Tag der offenen Baustelle im Berliner Schloss

Am 24. und 25. Juni 2017 waren circa 35.000 Gäste bei den Tagen der offenen Baustelle im Berliner Schloss, um sich vom Baufortschritt ein Bild zu machen. Im Rahmen der Veranstaltung wurden Ausstellungen, Performances, Live-Acts und Konzerte angeboten. Für das Event sind sogar einzelne Fassadenabschnitte von Gerüsten befreit wurden. 

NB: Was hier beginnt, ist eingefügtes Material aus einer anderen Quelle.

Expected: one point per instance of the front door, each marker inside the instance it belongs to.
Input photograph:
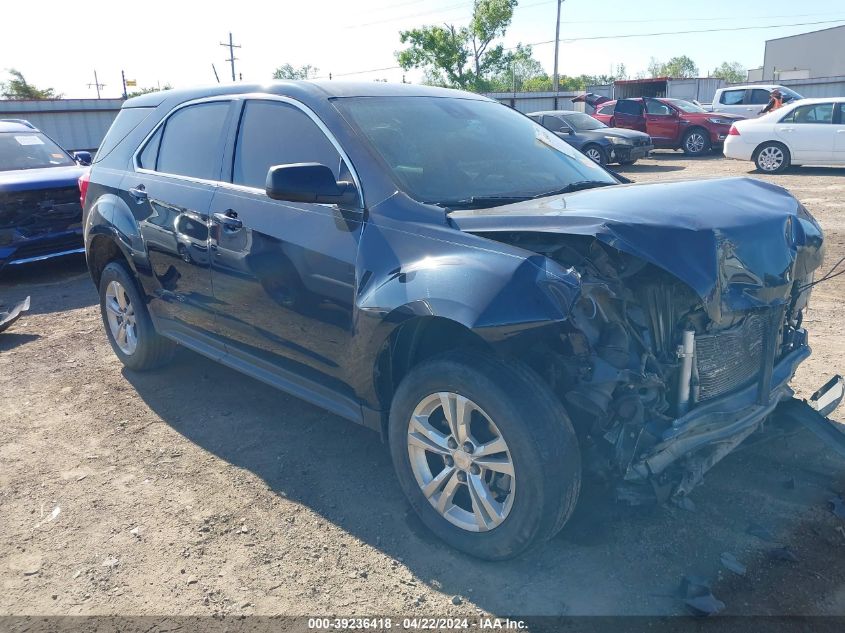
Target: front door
(169, 194)
(283, 272)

Die Besucher konnten Einblicke über den Baufortschritt und Impressionen über die Vielseitigkeit des zukünftigen Programms des Humboldt Forums erhalten. Blickfang war die zum Teil fertiggestellte Nordfassade zum Lustgarten, der Schlüterhof und das Eosanderportal mit seinen großen Bögen und der lichtdurchfluteten Agora.
Der 30 Meter hohe Raum verbindet historische und zeitgenössische Fassadengestaltung. Barock trifft hier auf zeitgenössische Architektur. Hier wurden verschiedene Themen öffentlich diskutiert, wie „Die Dynamik des Widerspruchs, Form und Inhalt des Humboldt Forums“, „Architektur, Kunst und Spirituelles: Palast“, „Natur und Kultur: Adler“, sowie „Gesellschaft und Politik: Helm”.

 

Neben der fast fertiggestellten Agora... (Foto: Boris Frohberg)
… wurde den Besuchern auch ein Blick in den Schlüterhof gewährt. Hier die Antinous-Statue, die von Hofmann Naturstein gespendet worden ist. (Foto: Boris Frohberg)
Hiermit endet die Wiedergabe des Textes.